Silêncio não fazia parte da natureza.
— Saia das sombras e fale comigo, caso não deseje ter minha flecha na sua garganta. — Ela apontou para sua direita e observou.
Seus olhos elficos nada viam, mas ela sabia que algo a espreitava nas sombras.
Um ser humanoide, grande, de pele esverdeada e cheia de escamas se materializou diante dela. Olhos amarelados a estudaram e a criatura riu.
— Seu povo sabe que suas armas não podem ferir a mim e nem aos meus irmãos. Você não é ignorante, ou não teria encontrado seu caminho pelo labirinto das árvores.
— Sei que não posso matá-lo, mas uma flecha na cabeça ainda é um incômodo. Mesmo para um demônio imortal como você. — Aelin manteve sua mira.
— O que deseja, pequena elfa?
— Meu povo precisa passar por sua floresta para escapar do exército de Orcs das montanhas. Eles conhecem as lendas deste bosque e não irão nos seguir. Esta é nossa única opção para escapar com vida da guerra.
O demônio começou a caminhar ao redor dela.
— Guerras vão e vem. Reinos nascem e caem. Povos surgem e desaparecem. Por que deveríamos nos importar com os elfos?
Ela abaixou seu arco e desamarrou uma bolsa que caregava presa ao cinto.
— Aqui dentro está o coração de seu rei imortal. O coração que elfos, anões e humanos tomaram dele centenas de anos atrás. Leve-o, mas me prometa passagem segura pelo bosque.

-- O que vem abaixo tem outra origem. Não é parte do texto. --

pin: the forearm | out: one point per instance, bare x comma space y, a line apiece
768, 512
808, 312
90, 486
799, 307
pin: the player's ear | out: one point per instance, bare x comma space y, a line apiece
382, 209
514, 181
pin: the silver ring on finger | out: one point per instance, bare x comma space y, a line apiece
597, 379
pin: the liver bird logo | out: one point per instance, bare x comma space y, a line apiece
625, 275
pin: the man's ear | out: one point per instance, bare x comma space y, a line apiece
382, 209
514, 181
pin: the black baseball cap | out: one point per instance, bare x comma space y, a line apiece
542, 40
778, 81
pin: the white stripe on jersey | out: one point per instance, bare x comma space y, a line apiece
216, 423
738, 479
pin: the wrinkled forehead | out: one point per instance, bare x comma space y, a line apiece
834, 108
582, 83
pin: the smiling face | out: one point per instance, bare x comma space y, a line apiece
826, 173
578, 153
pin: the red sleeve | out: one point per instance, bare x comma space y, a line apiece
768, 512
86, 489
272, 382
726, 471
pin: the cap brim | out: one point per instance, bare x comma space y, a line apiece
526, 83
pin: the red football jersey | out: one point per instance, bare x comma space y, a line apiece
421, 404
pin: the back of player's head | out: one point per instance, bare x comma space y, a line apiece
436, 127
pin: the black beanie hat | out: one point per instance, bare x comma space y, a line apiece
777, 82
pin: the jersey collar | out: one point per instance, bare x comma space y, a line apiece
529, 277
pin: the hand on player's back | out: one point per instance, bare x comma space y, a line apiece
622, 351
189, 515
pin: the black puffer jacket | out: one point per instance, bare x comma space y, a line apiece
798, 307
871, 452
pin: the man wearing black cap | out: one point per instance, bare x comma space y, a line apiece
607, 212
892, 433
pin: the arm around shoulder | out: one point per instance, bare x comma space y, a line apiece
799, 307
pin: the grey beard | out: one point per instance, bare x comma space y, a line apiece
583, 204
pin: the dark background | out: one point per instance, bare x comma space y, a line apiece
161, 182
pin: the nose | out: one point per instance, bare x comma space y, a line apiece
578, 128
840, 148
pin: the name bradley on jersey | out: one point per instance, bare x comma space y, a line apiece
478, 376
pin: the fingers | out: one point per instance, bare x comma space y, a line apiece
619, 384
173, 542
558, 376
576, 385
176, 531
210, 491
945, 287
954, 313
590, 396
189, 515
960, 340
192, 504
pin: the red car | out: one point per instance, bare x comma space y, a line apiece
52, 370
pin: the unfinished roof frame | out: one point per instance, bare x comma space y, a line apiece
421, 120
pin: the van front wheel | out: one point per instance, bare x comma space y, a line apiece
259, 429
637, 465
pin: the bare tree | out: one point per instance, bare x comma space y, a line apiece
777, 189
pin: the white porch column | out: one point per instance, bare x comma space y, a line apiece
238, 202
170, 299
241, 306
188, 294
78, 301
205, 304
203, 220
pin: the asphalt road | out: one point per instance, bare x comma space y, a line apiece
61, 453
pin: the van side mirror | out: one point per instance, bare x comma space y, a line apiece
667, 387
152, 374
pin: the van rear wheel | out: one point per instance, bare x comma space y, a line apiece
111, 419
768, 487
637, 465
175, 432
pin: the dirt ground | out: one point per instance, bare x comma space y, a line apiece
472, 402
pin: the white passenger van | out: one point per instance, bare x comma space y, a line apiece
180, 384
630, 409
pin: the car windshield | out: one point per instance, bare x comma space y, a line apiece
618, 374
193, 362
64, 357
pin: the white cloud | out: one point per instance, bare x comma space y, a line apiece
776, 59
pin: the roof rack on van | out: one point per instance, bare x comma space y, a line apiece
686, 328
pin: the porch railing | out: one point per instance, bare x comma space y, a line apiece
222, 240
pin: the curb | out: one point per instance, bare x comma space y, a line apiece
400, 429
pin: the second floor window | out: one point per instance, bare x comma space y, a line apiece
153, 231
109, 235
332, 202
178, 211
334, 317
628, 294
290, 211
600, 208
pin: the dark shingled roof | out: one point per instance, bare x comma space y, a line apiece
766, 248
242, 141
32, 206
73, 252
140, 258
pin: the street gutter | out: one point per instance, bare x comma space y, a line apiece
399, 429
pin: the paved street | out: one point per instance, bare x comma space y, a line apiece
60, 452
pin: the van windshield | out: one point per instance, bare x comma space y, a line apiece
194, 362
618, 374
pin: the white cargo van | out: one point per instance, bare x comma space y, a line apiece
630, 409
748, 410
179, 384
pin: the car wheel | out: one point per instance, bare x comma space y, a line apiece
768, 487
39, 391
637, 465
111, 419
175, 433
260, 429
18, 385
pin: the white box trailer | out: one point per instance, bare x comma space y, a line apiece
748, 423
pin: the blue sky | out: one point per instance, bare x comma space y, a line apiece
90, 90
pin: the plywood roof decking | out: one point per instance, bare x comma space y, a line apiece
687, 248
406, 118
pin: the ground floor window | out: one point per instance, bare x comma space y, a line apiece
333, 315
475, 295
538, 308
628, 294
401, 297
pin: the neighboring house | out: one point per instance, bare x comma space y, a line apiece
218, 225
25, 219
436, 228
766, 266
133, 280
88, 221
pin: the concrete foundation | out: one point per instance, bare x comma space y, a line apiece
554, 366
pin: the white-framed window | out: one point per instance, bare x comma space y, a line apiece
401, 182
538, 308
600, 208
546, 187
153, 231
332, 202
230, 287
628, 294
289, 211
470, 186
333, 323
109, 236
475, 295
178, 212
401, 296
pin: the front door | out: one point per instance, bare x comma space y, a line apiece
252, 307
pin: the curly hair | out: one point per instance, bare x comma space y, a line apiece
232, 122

Quando deixou a floresta, Aelin não sorria. Havia conseguido o que desejava, mas o preço era um gosto amargo em sua alma. Uma elfa mais jovem, muito parecida com ela, a esperava junto aos cavalos.
— Você conseguiu? — Eia, sua irmã, perguntou.
Aelin assentiu com a cabeça e montou.
— Então você realmente entregou o coração do rei demônio? Sabe o que ele fará quando despertar?
— A fúria dele não nos alcançará. Estaremos longe daqui quando ele despertar.
Sua irmã abaixou a cabeça.
— E quanto aos humanos e anões?
Aelin não ousou encará-la quando respondeu.
— Povos surgem e desaparecem. Por que devemos nos importar?
Sua irmã não respondeu, apenas a seguiu em silêncio.